Run a self-hosted agent
Overview
A Keikaku agent is a small worker you run on your own machine. It connects out to your Keikaku cloud, claims tasks, and runs them against a local model on your GPU — your code and models never leave your hardware.
Architecture
Three pieces: your server (your own machine, with the GPU), the Docker agents you run on it, and Keikaku Cloud. Ollama runs natively on your server and is shared by every agent — the model loads into your GPU once. The agents make outbound HTTPS calls to Keikaku Cloud to claim tasks and report results; nothing reaches in, and your code and models never leave your server.
Docker containers — scale up to add workers
HTTPS only
Most setups run a single agent against one large model — that's the sweet spot. Add more agents only if your GPU has headroom for the extra concurrent load; they all share the one model in VRAM.
Prerequisites
Three things on the machine that will run the agent:
- Docker — Docker Desktop on Windows, or Docker Engine on Linux.
- Ollama — installed natively on the host (not in a container). It owns the GPU and is shared by every agent.
- An NVIDIA GPU + recent driver — for real throughput. No GPU? Ollama falls back to CPU for small models — fine for trying it out, much slower.
macOS isn't supported yet.
Model sizing
Pick the largest model that still fits entirely in your GPU's VRAM — once Ollama has to offload part of a model to the CPU, throughput drops sharply. Two ways to choose:
- Measure it (recommended) — run the benchmark. It sweeps the catalog on your actual GPU, tells you which models fit and how fast each runs, and hands you a setup code that prefills the recommended model when you create your agent.
- Eyeball it — see choosing a model for a VRAM-to-model guide and the CPU fallback.
Download options
Pick your platform, then size your model.
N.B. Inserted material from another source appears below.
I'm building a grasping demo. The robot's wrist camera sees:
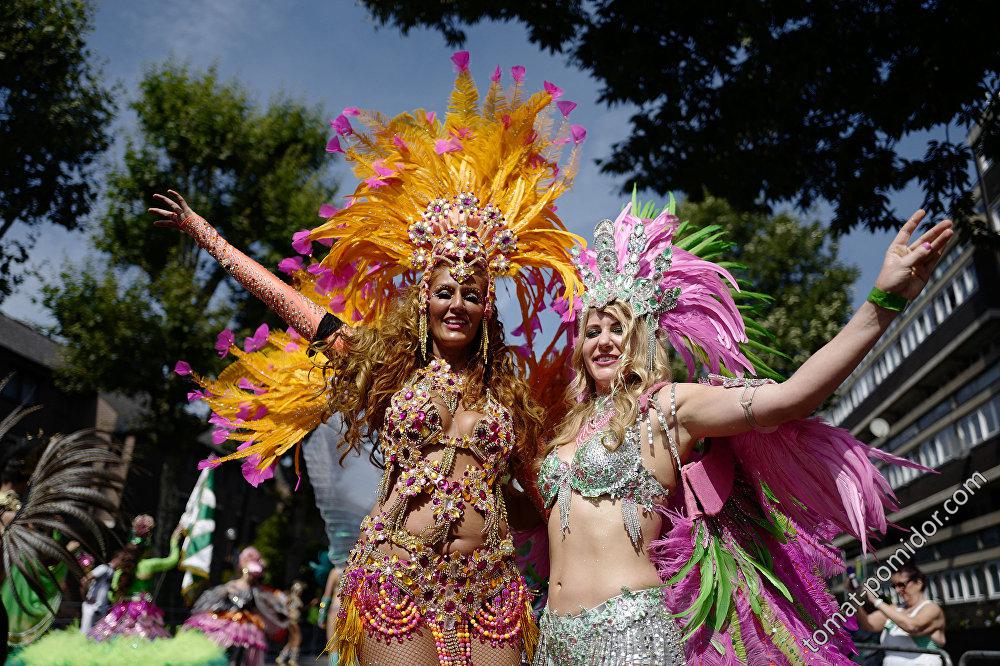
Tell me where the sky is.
[0,0,923,326]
Each guide covers install, run, and verify.
- Windows Docker Desktop + Ollama on an NVIDIA GPU.
- Linux Docker Engine + Ollama, with the host-gateway note.
- Choosing a model What fits your VRAM, and the CPU fallback.
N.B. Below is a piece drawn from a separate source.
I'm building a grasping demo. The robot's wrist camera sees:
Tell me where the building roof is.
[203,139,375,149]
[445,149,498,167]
- Benchmark your GPU Measure real models, get a recommendation + setup code.
Setup steps
- Install the prerequisites — Docker + Ollama + GPU drivers (see your OS guide above).
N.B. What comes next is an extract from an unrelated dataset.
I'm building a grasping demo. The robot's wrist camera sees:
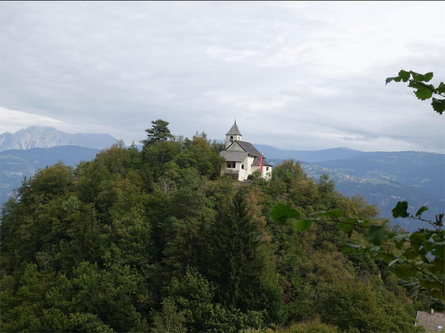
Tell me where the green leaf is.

- Pick a model — run the benchmark to measure your GPU and get a recommended model + a setup code (optional, but it takes the guesswork out).
- Create an agent in the app — app.keikaku.ai → Agents → New agent. Paste the setup code, and you get a ready-to-run command with your connection token and model baked in.
- Run it — paste the command; the agent connects and shows up as online.